Fundamental Analysis.
Fundamentalists believe that the price of a commodity must ultimately reflect the equilibrium point of all the combined forces of supply and demand. In financial markets, factors such as taxes, government spending, interest rates, money supply, unemployment, international trade imbalances, and politics affect the demand and supply for currencies commodities and stocks.
Irrespective of which analysis you use, you must overcome the threats of greed, hope, and fear. It means controlling the desire to stray from a sound method to “something new” during times of temporary adversity.
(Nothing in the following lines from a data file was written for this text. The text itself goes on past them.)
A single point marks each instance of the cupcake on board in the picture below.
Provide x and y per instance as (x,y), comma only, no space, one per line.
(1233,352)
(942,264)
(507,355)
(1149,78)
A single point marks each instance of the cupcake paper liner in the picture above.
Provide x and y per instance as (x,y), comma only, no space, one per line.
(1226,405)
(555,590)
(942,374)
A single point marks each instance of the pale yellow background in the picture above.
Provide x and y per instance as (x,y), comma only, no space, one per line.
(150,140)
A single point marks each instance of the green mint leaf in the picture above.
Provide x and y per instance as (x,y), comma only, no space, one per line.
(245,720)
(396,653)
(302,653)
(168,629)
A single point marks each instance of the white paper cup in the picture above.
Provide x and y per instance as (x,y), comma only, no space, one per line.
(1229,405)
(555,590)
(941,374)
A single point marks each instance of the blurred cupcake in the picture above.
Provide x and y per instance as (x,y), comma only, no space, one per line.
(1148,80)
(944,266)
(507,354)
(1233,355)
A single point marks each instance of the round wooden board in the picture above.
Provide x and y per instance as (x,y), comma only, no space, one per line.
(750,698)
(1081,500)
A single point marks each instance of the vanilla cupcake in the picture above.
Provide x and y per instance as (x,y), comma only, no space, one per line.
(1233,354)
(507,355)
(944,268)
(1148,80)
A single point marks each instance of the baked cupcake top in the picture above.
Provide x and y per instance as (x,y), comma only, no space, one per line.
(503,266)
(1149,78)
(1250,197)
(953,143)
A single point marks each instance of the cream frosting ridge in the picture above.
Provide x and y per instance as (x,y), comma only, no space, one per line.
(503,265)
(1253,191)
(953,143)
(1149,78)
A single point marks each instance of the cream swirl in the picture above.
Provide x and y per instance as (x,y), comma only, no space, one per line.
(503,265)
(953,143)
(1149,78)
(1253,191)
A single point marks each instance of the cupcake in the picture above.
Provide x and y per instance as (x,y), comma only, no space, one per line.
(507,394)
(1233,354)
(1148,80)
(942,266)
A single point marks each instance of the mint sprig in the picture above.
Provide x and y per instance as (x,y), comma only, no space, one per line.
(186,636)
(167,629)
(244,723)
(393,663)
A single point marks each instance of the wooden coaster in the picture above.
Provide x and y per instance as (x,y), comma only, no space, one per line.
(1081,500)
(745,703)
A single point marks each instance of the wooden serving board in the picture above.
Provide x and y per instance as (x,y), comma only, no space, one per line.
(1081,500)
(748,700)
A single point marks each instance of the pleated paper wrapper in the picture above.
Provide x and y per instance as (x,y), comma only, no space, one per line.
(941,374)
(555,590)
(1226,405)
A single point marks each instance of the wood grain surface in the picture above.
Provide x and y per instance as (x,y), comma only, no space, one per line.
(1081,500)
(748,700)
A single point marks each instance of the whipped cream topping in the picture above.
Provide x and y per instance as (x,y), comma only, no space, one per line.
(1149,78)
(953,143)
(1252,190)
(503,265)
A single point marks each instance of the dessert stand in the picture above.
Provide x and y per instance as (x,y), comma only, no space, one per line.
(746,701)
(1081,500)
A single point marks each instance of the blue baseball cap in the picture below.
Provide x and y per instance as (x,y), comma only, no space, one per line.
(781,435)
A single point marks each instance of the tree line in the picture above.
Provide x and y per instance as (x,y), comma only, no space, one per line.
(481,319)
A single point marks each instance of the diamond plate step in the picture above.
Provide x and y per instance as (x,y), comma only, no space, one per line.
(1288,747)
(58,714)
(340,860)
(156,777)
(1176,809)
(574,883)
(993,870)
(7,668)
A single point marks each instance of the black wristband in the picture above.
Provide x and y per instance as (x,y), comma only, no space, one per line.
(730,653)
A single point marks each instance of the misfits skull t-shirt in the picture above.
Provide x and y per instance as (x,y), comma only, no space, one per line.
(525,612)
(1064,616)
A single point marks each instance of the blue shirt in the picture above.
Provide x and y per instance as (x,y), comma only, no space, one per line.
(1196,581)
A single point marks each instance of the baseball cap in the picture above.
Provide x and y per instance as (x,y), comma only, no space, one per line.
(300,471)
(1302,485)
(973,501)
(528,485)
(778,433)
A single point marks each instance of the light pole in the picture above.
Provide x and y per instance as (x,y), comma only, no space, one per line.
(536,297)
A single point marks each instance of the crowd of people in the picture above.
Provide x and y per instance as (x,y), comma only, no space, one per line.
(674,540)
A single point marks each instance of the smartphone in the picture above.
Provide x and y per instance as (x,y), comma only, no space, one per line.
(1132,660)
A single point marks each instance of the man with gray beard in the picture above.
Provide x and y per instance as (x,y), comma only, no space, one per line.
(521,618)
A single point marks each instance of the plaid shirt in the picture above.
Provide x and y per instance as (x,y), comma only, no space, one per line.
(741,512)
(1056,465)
You should follow the indications from sound methods, even though they may contradict what everyone else is saying.

Trading Strategies

  1. Before establishing a new position strategic profit objectives and risk limits must be set. Entering the right orders assures that a carefully prepared plan will not be replaced by impulse during the heat of a trading session. A satisfactory profit that was expected, achieved, and then lost in the effort to try for more, can be disappointing. A reasonable small, planned loss that is replaced by an unplanned loss can be demoralizing. It is better to accumulate money slowly than to lose one’s trading capital quickly. We have found that the unexpected is more likely to be costly, rather than profitable.

  2. Anticipate the timing of currency and enter the market to establish positions near key support and resistance levels. We are convinced that timing represents the ultimate difference between profit and loss in trading. When to buy and sell is more important than what to buy and sell.